Сержант сел, положив палку так, чтобы на нее можно было опереть больную ногу, и, видимо, чувствуя неловкость, заговорил, просто так, чтобы только не молчать:

- Знаете, товарищ старший лейтенант! Я вообще-то читать люблю. Но когда читаешь, то невольно мысли разные лезут в голову и тоска какая-то нападает. От безделья, что ли? А в палате со мной один мастер лежал - у него обеих ног не было. Здорово умел из дерева вырезать и меня кое-чему научил. Когда работаешь ножиком, тут уж мечтать не будешь. Задумаешься, так и палец себе недолго отхватить.

Я назначил Бурмакина помощником командира взвода, к лейтенанту Мигалову.

Через две недели зашел у меня с Мигаловым разговор о Бурмакине. Тот не очень лестно отзывался о нем.

- Делает все, что положено. Солдаты любят. Хороший парень. Но ведет себя странно. Стоит появиться самолету в воздухе, как он выскакивает из землянки и смотрит. Или сидит, смотрит в небо и все чего-то ждет.

Я ответил на это:

- А вы знаете, Мигалов, я первое время тоже в небо смотрел. Все своих искал. Услышишь звук самолета и ищешь: вдруг наш? Сейчас и смотреть перестал - надоело. Это неплохо, значит, он еще надеется.

Однако вскоре и мне пришлось быть невольным свидетелем того, о чем говорил Мигалов и что он принял за странность в поведении Бурмакина.

Как-то утомившись, я лег у себя в землянке и уснул, Проснувшись, услышал, что кто-то разговаривает тихо, не торопясь, с длинными паузами. Прислушавшись, я понял, что разговаривают Бурмакин и Анатолий Михеев, мой ординарец. Бурмакин спрашивал Анатолия:

- Ну ты сам-то когда-нибудь летал?

- Не-е-е...

- Тогда тебе трудно понять, что человек испытывает, когда летит. Представь себе, что ты в небе. На самом верху! Над всеми! Сверху на все смотришь и все видишь. Города маленькие, аккуратные такие, будто игрушечные. А лес!.. Идешь в детстве, бывало, и конца-краю ему нет. И тоска смертная, и сам ты такой маленький-маленький и затерянный. А летишь над ним, так он кажется меньше одной плоскости. Даже смешно становится. Или вот море. Ты был когда-нибудь на море, видел?

В ответ неуверенное:

- Не-е-е...

- Летишь над морем. Под тобой корабли проплывают медленно-медленно. Будто совсем на одном месте стоят. Косяки рыб блестят.

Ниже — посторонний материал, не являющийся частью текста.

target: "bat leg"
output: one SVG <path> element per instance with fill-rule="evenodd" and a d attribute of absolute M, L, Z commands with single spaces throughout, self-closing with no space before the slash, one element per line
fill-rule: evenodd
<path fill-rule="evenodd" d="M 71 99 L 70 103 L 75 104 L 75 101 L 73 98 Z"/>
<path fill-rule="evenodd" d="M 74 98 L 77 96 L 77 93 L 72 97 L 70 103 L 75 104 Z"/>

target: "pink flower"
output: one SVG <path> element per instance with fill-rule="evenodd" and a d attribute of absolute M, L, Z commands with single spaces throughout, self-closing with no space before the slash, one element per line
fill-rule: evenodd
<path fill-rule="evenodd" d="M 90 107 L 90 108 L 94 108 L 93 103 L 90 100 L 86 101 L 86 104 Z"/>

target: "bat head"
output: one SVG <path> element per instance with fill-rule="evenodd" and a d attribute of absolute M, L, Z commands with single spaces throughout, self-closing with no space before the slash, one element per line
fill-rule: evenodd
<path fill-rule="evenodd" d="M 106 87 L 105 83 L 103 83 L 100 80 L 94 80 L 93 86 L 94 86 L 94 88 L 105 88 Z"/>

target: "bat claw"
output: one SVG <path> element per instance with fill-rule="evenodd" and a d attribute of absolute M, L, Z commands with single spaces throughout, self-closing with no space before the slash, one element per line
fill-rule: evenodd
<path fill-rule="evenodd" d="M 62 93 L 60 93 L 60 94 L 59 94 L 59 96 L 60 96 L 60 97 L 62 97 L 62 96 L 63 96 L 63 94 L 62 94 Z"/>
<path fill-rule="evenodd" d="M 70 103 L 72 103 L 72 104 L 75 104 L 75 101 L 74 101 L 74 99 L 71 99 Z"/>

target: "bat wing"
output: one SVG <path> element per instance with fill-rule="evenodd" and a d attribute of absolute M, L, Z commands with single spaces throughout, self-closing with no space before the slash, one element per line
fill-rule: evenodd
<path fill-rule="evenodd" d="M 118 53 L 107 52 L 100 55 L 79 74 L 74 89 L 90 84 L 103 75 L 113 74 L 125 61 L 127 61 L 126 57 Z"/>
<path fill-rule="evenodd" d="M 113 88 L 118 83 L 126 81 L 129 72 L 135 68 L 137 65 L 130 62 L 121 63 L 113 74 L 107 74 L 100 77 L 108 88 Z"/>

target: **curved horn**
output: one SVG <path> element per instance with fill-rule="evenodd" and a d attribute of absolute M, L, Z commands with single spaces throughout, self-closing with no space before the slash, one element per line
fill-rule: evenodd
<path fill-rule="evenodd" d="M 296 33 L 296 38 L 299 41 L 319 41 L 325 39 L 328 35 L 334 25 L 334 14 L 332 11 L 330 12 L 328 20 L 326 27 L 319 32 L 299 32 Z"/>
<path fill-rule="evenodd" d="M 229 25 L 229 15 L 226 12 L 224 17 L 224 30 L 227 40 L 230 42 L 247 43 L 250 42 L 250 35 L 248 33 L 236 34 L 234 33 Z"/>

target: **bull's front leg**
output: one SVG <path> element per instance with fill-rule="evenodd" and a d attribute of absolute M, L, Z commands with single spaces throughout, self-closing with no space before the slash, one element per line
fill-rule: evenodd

Потом длительная пауза, и снова голос Бурмакина:

- Вот я на земле, как и все, маленький человек. Никто на меня не смотрит. А в воздухе я - бог. Я - воздушный стрелок. Это мы сбиваем самолеты врага. Летишь - на тебя с земли смотрят. В воздушном бою командир корабля надеется. А ты ловишь фашиста в перекрестие прицела, и от тебя многое зависит. Понимаешь, а в душе у тебя гордость великая - такое дело доверили.

Опять молчание. Потом глубокий вздох:

- Да. О чем говорить. Нет у нас машин. Вот в чем беда.

И если до этого в его голосе было столько восторга и душевного трепета, то сейчас куда что девалось - осталась одна тоска. Я начал понимать сержанта Бурма-кина, воздушного стрелка, списанного в госпитале из авиации.

Однажды над позициями завязался воздушный бой.

Признаться, мы в небе давно не видели своих.

Невозможно забыть то время, когда над нами были только немецкие самолеты! Они давили все, что можно было увидеть. Налетали крупными массами и в одиночку. Стреляли и бомбили по колоннам, гонялись за отдельными машинами и людьми, если их удавалось разглядеть сверху. Пушки и пулеметы били, не жалея боеприпасов.

В тот день мы увидели воздушный бой. Информбюро, правда, все время сообщало о воздушных боях, но увидеть их седьмой роте, затерянной в лесах и болотах Северо-Западного фронта, так и не удавалось.

А тут, прямо над головой, - схватка, в которую втянулись десятки машин с обеих сторон. Солдаты выползли из землянок и блиндажей, задрали вверх головы и смотрели, разинув рты. Все исстрадались в ожидании перемен, да и было на что посмотреть!

На большой высоте сплелся клубок наших и чужих машин. Он то приближался к нам, то удалялся. Уходил ввысь так, что мы его теряли из виду. А потом снижался, будто падал на землю. Клубок вращался, распадался, снова становился тугим. Выли моторы, до нас доносились звуки длинных пулеметных очередей.

Время от времени из этого месива выпадали машины: они начинали дымить и с черным хвостом уходили прочь, чтобы упасть и взорваться где-то далеко, либо, развернувшись, снова бросались в схватку. И не было никакой возможности проследить до конца хотя бы за одной из них. Невозможно было также определить, где свой, где чужой самолет. Думалось, что это какая-то странная игра не на жизнь, а на смерть, но все-таки игра.

В это-то время я увидел сержанта Бурмакина. Он стоял на открытом месте, забыв об опасности или пренебрегая ею, выскочив на бруствер траншеи, чтобы видеть все небо. Со стороны было занятно смотреть, как он, вскинув голову, выделывал какие-то странные движения руками, сгибался, разгибался, рвал на себе гимнастерку, подпрыгивал от радости.

Когда бой закончился, он, проходя мимо меня, виновато улыбнулся, будто от него в воздушной схватке что-то зависело, и пожал плечами.

Через два дня он пришел ко мне и робко, но настойчиво начал разговор, который не показался мне ни странным, ни неожиданным.

- Видели, товарищ старший лейтенант, воздушный бой? -- спросил он.

- Видел, - ответил я.

- А я ведь воздушный стрелок.

- Знаю.

- Ну, товарищ старший лейтенант, не обидно, когда не было машин. И разговора никто не вел. А сейчас-то ведь появились? А?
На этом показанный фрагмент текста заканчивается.